Liburan. Mungkin saja karyawan tersebut masih memiliki banyak hari libur yang tersedia. Apakah karyawan tersebut akan memberhentikannya? Dalam hal ini, karyawan dapat mengambil sisa hari libur dengan berkonsultasi atau membayarnya pada tanggal pemecatan. Apakah karyawan tersebut memilih untuk mengambil hari liburnya? Kemudian majikan harus menyetujui ini. Majikan dapat menolak hari libur jika ada alasan kuat untuk melakukannya. Jika tidak, karyawan tersebut akan dibayar untuk hari liburnya. Jumlah yang menggantikannya dapat ditemukan di faktur akhir.

Manfaat.
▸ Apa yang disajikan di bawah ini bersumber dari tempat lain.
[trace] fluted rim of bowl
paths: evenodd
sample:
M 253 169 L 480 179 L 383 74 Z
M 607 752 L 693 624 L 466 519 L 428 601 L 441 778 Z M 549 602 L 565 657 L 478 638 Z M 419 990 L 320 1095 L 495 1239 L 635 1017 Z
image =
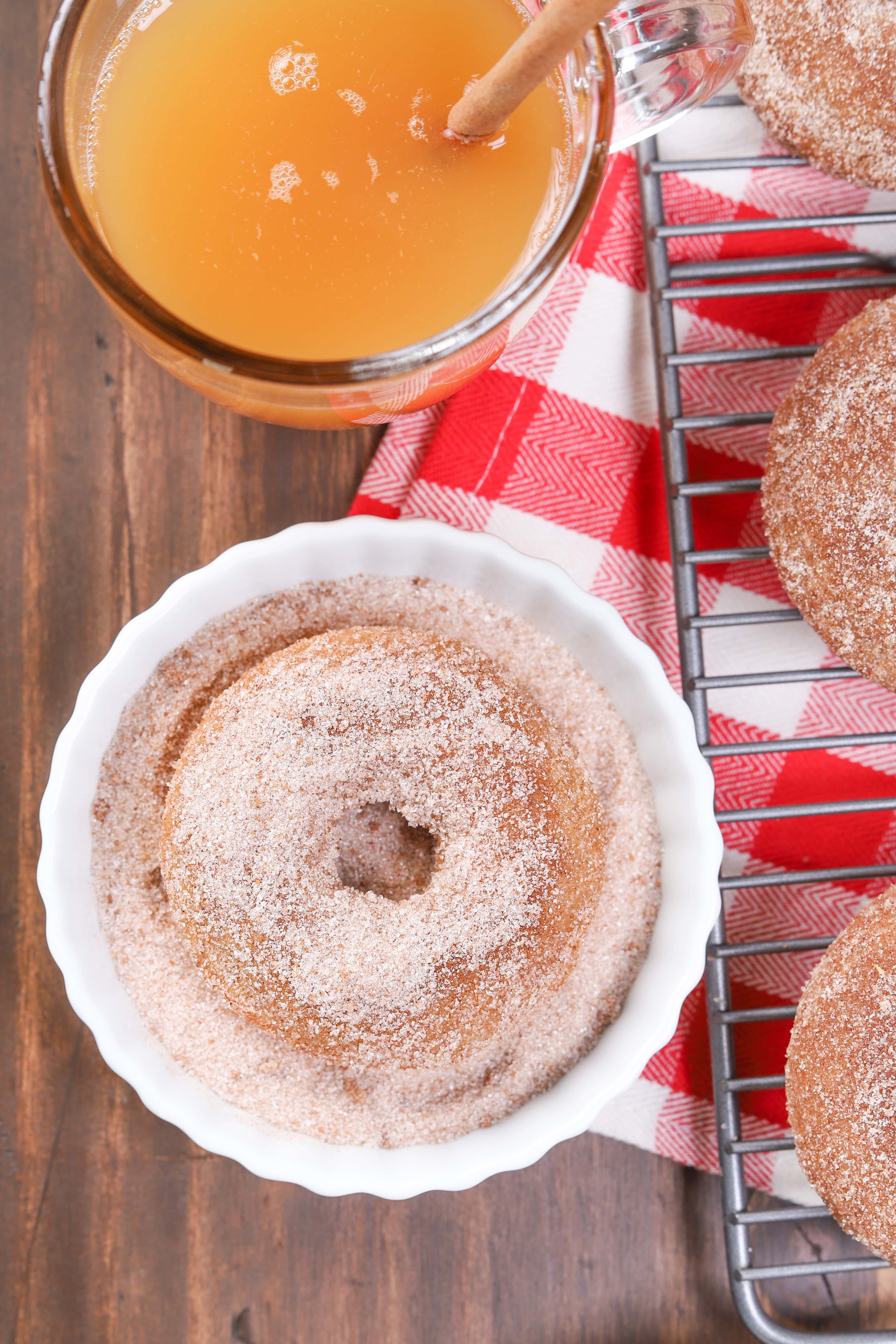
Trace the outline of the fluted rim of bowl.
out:
M 90 886 L 90 808 L 121 710 L 159 660 L 207 621 L 251 597 L 301 582 L 357 573 L 426 575 L 439 567 L 439 577 L 430 575 L 437 582 L 474 587 L 527 620 L 533 620 L 533 603 L 541 602 L 545 620 L 533 624 L 556 638 L 547 625 L 566 622 L 574 634 L 560 641 L 567 648 L 586 641 L 599 644 L 604 657 L 611 650 L 613 688 L 604 672 L 604 689 L 633 731 L 657 805 L 664 843 L 660 914 L 619 1017 L 551 1089 L 498 1124 L 442 1144 L 394 1149 L 326 1144 L 278 1130 L 224 1102 L 183 1070 L 142 1023 L 99 930 Z M 458 577 L 446 578 L 454 570 Z M 473 571 L 478 586 L 463 582 Z M 504 585 L 502 602 L 490 595 L 496 583 Z M 508 593 L 516 595 L 508 599 Z M 575 646 L 571 652 L 579 656 Z M 712 771 L 697 747 L 690 711 L 656 655 L 610 603 L 584 593 L 553 562 L 524 555 L 496 536 L 423 520 L 360 516 L 300 523 L 231 547 L 172 583 L 154 606 L 125 625 L 85 679 L 52 754 L 40 831 L 38 886 L 47 943 L 71 1007 L 109 1067 L 149 1110 L 199 1146 L 232 1157 L 257 1176 L 318 1195 L 406 1199 L 431 1189 L 466 1189 L 497 1172 L 528 1167 L 557 1142 L 583 1133 L 672 1038 L 681 1005 L 703 974 L 705 941 L 720 909 L 721 836 Z

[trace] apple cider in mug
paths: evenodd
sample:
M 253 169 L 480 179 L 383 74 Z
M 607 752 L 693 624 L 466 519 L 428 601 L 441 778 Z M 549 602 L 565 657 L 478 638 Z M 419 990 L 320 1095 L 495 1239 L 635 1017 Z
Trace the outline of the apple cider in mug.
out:
M 465 85 L 512 0 L 154 0 L 106 58 L 89 207 L 137 284 L 262 355 L 396 349 L 476 312 L 551 218 L 566 102 L 541 85 L 478 145 Z

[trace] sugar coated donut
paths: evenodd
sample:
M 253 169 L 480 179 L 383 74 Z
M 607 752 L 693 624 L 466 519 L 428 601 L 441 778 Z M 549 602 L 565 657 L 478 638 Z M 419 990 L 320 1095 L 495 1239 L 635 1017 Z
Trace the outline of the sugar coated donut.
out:
M 896 1261 L 896 887 L 809 977 L 786 1077 L 806 1176 L 845 1231 Z
M 775 140 L 822 172 L 896 191 L 892 0 L 750 0 L 737 86 Z
M 896 689 L 896 300 L 822 345 L 778 409 L 762 501 L 794 605 L 864 676 Z
M 407 899 L 340 880 L 343 818 L 371 808 L 433 837 L 429 884 Z M 466 1058 L 563 984 L 604 829 L 574 751 L 489 659 L 352 628 L 212 702 L 160 853 L 196 965 L 243 1017 L 310 1055 L 416 1067 Z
Karyawan yang kontrak kerjanya telah diputus secara logis akan mengandalkan Undang-Undang Asuransi Pengangguran untuk mata pencahariannya. Namun, alasan mengapa dan cara pemutusan kontrak kerja akan mempengaruhi kemungkinan klaim tunjangan pengangguran. Jika karyawan tersebut mengundurkan diri, karyawan tersebut biasanya tidak berhak atas tunjangan pengangguran.

Apakah Anda seorang karyawan dan ingin mengundurkan diri? Kemudian hubungi Law & More. Di Law & More kami memahami bahwa pemecatan adalah salah satu tindakan yang paling luas jangkauannya dalam undang-undang ketenagakerjaan dan memiliki konsekuensi yang luas. Itulah mengapa kami mengambil pendekatan pribadi dan kami dapat menilai situasi dan kemungkinan Anda bersama-sama dengan Anda. Anda juga dapat menemukan informasi lebih lanjut tentang pemecatan dan layanan kami di situs kami: Dismissal.site.